A little later, when Mom was in the shower, I tried to call Rachel, but all I got was the machine saying Mr. Gardner wasn’t home. Gardner. Some name for a guy who covered the earth with concrete.

Then I collapsed on my bed — right on top of Batman and Robin the Boy Wonder.

As I lay there, I felt completely sixteen. Nearly grown. Well, I’d sure had plenty of maturing experiences: my father had passed away, I’d been disappointed in love, my mother wasn’t the person I’d thought she was at all. (Oh, and I had a driver’s license and I’d been in a couple of really hairy fights.)

But I was still a virgin, so I felt like a picture of a man with a part missing.

Was Rachel going to be the one? Did she want to be? And what would I do if she did? God, no wonder I didn’t want the kissing to stop. I wouldn’t know what to do next.

Rachel might know, but would she want to show me? I was pretty sure girls wanted the guy to be in charge. And even if she didn’t mind being the leader, how would I go about asking, “Uh, pardon me, miss. But where exactly does this go?”

Then the next thing I knew, the alarm was going off. Pitch black:
there must be some mistake.

At the end of the dark lanes that left the slopy tarmac, beyond the billboards advertising Jesus and fertilizer, I could see the lights in farmhouses, outbuildings, and barns.

When I pulled into the yard, the tractor was already sitting out. The screen door opened and Mr. Kramer waved at me.

“Coffee?”

I shook my head as he came and leaned in the window.

“You’re sure now? I’ve got fresh cream, and I mean fresh.” He gestured toward the barn. “Years ago my oldest boy raised a scramble calf to about half a ton, and got a second for fat and form the next spring at the Saint Charles Fair. Bossy here is a great-great-great-granddaughter.”

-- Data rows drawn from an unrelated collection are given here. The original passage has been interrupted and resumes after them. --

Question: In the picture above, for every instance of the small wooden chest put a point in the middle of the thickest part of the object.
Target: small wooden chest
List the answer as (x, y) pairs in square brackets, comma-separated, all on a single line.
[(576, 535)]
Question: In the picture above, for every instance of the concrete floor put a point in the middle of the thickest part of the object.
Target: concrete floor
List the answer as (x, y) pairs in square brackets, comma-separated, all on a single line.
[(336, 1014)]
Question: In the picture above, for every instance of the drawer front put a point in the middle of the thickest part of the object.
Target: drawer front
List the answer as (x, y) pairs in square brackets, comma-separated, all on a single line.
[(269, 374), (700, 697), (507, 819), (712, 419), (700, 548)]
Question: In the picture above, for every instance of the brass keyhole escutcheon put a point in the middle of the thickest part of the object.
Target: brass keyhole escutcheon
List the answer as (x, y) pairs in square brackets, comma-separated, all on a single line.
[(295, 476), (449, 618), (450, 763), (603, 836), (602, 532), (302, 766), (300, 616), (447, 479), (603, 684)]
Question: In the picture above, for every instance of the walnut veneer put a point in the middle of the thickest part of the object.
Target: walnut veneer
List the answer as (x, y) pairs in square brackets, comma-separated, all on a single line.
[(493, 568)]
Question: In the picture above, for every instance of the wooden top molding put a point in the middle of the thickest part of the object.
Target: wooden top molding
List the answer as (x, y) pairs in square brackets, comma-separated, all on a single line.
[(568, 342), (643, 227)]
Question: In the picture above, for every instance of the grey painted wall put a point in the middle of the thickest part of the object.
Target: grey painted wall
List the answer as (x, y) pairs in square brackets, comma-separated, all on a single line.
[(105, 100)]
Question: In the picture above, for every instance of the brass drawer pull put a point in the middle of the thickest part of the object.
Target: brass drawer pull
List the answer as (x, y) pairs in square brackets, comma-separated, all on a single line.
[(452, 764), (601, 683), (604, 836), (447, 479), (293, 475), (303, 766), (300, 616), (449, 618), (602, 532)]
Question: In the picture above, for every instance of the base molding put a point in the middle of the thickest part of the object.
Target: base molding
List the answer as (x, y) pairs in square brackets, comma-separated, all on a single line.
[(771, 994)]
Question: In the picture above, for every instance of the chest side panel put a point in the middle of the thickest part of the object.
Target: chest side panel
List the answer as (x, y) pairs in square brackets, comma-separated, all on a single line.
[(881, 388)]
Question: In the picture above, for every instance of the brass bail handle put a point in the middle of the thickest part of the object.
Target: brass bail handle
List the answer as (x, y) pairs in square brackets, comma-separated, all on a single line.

“Bossy?” I felt like I’d stepped into a coloring book.

“Maybe it’ll wake you up to drive. You climb on up there and take the lead. I’ll come along behind in the car so nobody smacks you in the rear end. No one’s up and around at this time of the morning but darn fools like you and me, anyway.”

The tractor didn’t seem so unfamiliar; I even found the switch for the headlamps and the fist-size tail-lights perched on top of the fenders right beside me.

I got started, killed the engine once, eased down the lane with ruts probably as old as I was, got onto the macadam, and gave it some gas.

I stood up to steer, like a sea captain. The sun was barely over the edge of the world; the air was cool, silky as a parachute, and it smelled wonderful.

Then we got to Paltry Acres. I sat, leaning on the dark, scarred wheel. Toward the edges — the road at my right, a fence and barrow ditch to the left — a few weeds had taken hold in a scaled-down version of plenty.